Bioinformatics Algorithms: An Active Learning Approach

Chapter 7: Which Animal Gave Us SARS?

(Coursera Week 1)

How did the Spike protein get its name?

Viruses form spherical particles, and their viral envelopes are studded with many little "spikes" formed by viral proteins. For example, HIV particles are embedded into the viral envelope with 72 spikes formed by gp120 and gp41 proteins (see figure below).

Figure: An HIV virus with spikes formed by gp120 and gp41 protein.

How can I find the distance between two leaves in a tree?

There are a number of different ways to find the distance between nodes v and w, but if you don’t want to write a new program, you can use the solution to the Longest Path in a DAG problem from the chapter on sequence alignment. To do so, construct a directed graph by starting with v and orienting the edge incident to v so that it points away from v. Then, walk outward in the tree, adding all edges to the directed graph so that they are oriented away from v. When you encounter w, stop adding edges. Then simply find the length of a longest path connecting v to w.

Why does every tree with n nodes have exactly n − 1 edges?

Take an arbitrary leaf in a tree and delete it along with the edge incident to it. The number of nodes and edges in the resulting smaller tree have both been reduced by 1. Find a leaf in the resulting tree and remove it. The number of nodes and edges in the resulting (even smaller) tree has been reduced by 1 again. We iterate until we obtain a tree consisting of a single node (and no edges). Since we have removed the same number of nodes and edges during this iterative procedure, the number of nodes in the original tree exceeds the number of edges by 1.

Where should I add a new node to the tree T in AdditivePhylogeny?

To add a new node at distance x from leaf i on the path between i and leaf k, we need to first construct the path from i to k. If this path consists of edges e1, e2, … , et of lengths l1, … , lt, we will compute the length lengthi of the first i edges in this path as e1 + e2 + … + ei. As soon as lengthi exceeds x (i.e., lengthi-1 < x < lengthi), we know that the new node should be added at distance x - lengthi-1 from the start of the i-th edge. It is also possible to attach a new node at an existing node, which is the subject of the next question.

Is it possible for the tree produced by AdditivePhylogeny to have a node of degree larger than 3?

Yes. This will happen precisely when the attachment point of a leaf occurs at an existing internal node.

(Coursera Week 2)

Is it possible for NeighborJoining to produce a tree with a negative edge weight?

Yes. The neighbor-joining algorithm does sometimes assign negative edge weights when given a non-additive matrix. However, for some other non-additive matrices, it produces a tree whose weights are all non-negative (such as the matrix below, which is non-additive, but whose neighbor-joining tree has exclusively positive weights).

(Coursera Week 3)

How did 18S ribosomal RNA help resolve evolutionary controversies?

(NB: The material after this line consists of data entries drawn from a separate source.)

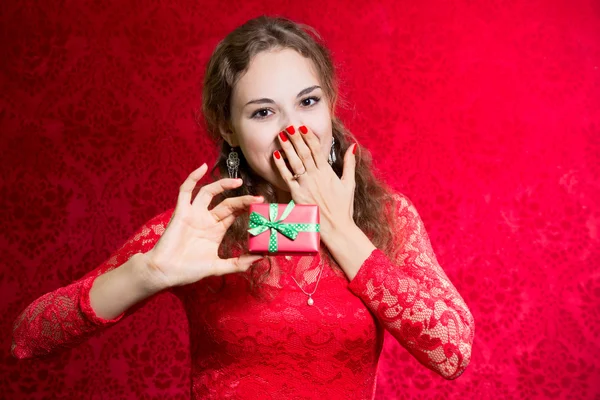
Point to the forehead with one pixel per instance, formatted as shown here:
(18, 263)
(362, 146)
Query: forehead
(275, 74)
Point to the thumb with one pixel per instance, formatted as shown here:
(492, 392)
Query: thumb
(349, 164)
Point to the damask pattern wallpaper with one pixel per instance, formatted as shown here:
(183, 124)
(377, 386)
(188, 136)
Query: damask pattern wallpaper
(485, 113)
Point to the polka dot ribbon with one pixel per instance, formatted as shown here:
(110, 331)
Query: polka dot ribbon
(258, 224)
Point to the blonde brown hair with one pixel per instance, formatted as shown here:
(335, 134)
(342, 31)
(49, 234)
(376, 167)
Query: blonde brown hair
(228, 62)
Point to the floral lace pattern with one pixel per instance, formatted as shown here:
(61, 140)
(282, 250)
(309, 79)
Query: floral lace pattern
(278, 346)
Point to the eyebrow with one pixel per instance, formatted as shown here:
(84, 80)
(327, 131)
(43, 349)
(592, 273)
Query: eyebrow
(266, 100)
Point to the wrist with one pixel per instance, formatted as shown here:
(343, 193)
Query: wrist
(144, 276)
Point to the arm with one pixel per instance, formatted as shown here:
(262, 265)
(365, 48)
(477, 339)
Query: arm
(410, 294)
(71, 314)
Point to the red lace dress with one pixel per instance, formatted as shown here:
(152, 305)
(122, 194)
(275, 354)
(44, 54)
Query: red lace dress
(277, 346)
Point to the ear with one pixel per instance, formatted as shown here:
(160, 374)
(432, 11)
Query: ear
(228, 135)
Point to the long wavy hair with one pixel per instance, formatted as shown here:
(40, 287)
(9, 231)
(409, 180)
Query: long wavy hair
(227, 64)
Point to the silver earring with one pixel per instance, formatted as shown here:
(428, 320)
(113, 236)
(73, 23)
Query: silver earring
(233, 162)
(332, 153)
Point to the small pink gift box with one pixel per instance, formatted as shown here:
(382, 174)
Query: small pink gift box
(284, 228)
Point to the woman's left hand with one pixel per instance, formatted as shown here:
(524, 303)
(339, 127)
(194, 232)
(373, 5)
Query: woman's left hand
(317, 182)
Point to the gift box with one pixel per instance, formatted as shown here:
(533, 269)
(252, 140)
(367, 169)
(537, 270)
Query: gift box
(284, 228)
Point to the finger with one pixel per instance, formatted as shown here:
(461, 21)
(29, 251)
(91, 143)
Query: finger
(233, 205)
(349, 164)
(313, 143)
(283, 169)
(299, 151)
(236, 264)
(186, 188)
(207, 192)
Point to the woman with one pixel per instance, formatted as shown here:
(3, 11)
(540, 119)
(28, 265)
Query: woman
(259, 328)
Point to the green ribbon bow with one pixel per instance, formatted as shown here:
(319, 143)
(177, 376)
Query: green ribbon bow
(259, 224)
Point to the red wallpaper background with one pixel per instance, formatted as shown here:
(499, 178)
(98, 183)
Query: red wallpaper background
(485, 113)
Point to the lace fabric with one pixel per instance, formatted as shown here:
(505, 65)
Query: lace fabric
(247, 347)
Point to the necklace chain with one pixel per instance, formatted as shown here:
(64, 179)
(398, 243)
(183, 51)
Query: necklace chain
(310, 301)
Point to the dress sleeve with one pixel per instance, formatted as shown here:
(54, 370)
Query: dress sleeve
(63, 318)
(413, 299)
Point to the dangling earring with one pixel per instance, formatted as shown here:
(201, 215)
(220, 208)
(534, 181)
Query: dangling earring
(233, 162)
(332, 153)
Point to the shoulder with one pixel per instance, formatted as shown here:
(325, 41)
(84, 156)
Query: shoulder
(399, 203)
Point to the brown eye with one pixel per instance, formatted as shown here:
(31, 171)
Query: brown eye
(260, 114)
(310, 101)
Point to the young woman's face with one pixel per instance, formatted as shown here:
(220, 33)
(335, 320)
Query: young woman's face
(280, 88)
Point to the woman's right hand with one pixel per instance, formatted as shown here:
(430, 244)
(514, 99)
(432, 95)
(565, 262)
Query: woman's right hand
(188, 249)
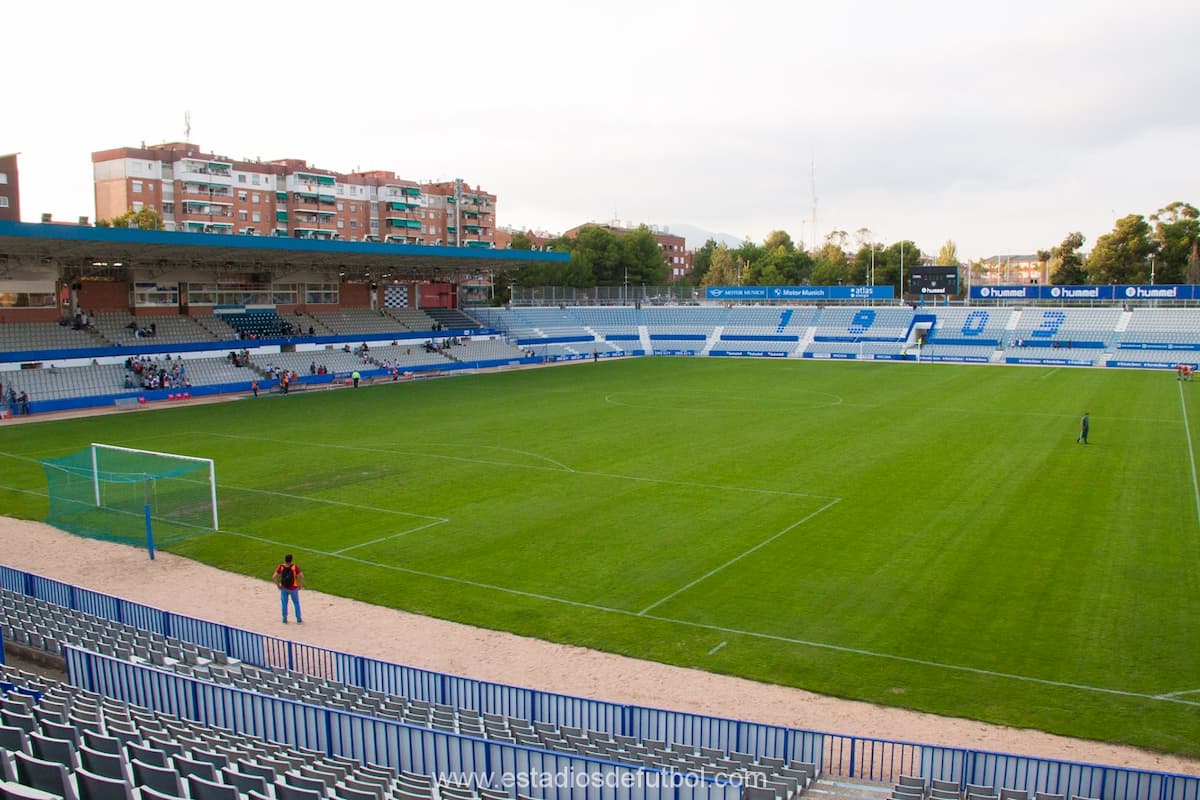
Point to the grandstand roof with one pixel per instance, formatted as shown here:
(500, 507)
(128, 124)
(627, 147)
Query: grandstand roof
(99, 250)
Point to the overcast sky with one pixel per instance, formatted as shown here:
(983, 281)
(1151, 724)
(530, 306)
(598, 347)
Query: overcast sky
(1002, 126)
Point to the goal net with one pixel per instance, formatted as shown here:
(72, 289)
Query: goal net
(121, 494)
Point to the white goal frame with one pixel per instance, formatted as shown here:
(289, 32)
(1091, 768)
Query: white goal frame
(213, 474)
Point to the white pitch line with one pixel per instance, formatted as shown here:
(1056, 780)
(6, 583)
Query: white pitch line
(720, 629)
(737, 558)
(486, 462)
(1192, 456)
(383, 539)
(336, 503)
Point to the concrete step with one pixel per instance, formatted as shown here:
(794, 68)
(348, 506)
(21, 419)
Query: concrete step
(841, 788)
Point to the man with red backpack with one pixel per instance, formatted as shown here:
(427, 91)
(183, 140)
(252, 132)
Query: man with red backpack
(289, 579)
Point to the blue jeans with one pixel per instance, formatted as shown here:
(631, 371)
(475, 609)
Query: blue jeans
(295, 602)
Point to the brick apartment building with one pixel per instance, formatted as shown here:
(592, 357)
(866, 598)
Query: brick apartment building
(675, 248)
(10, 188)
(202, 192)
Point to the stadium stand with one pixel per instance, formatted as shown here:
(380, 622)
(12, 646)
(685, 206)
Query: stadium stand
(78, 364)
(169, 753)
(124, 330)
(453, 319)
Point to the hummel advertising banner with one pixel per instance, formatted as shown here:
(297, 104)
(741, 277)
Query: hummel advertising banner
(1117, 293)
(799, 293)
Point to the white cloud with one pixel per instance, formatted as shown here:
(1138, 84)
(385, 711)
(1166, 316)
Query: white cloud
(1002, 126)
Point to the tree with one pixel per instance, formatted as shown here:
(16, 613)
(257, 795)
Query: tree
(147, 218)
(1176, 232)
(700, 263)
(948, 256)
(829, 265)
(1066, 265)
(598, 250)
(724, 269)
(777, 239)
(641, 259)
(1122, 256)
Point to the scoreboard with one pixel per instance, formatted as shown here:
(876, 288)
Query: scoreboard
(937, 281)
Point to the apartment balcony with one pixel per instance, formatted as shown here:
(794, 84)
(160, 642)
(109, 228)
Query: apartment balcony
(204, 173)
(207, 227)
(300, 232)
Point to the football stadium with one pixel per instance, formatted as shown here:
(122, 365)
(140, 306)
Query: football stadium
(823, 488)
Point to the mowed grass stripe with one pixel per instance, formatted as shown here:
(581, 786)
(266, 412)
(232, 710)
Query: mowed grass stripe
(976, 549)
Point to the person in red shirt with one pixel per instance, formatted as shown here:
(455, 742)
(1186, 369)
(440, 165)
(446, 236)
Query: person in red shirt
(289, 581)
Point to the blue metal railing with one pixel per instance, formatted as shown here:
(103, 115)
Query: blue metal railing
(856, 757)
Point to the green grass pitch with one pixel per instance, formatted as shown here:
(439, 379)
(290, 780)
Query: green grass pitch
(917, 535)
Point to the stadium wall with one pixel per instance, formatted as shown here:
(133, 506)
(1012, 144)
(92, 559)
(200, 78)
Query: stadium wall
(856, 757)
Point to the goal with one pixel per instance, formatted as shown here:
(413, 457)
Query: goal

The first large-scale attempt to reconstruct the phylogeny of the entire animal kingdom was based on analyzing 18S RNA (see figure below). Before this work, there were many controversies with respect to the evolutionary relationships between distantly related animals because comparative anatomy and embryology approaches are not very effective for resolving deep branches in animal evolution.

Figure: The first evolutionary tree of the animal kingdom, constructed from 18S RNA.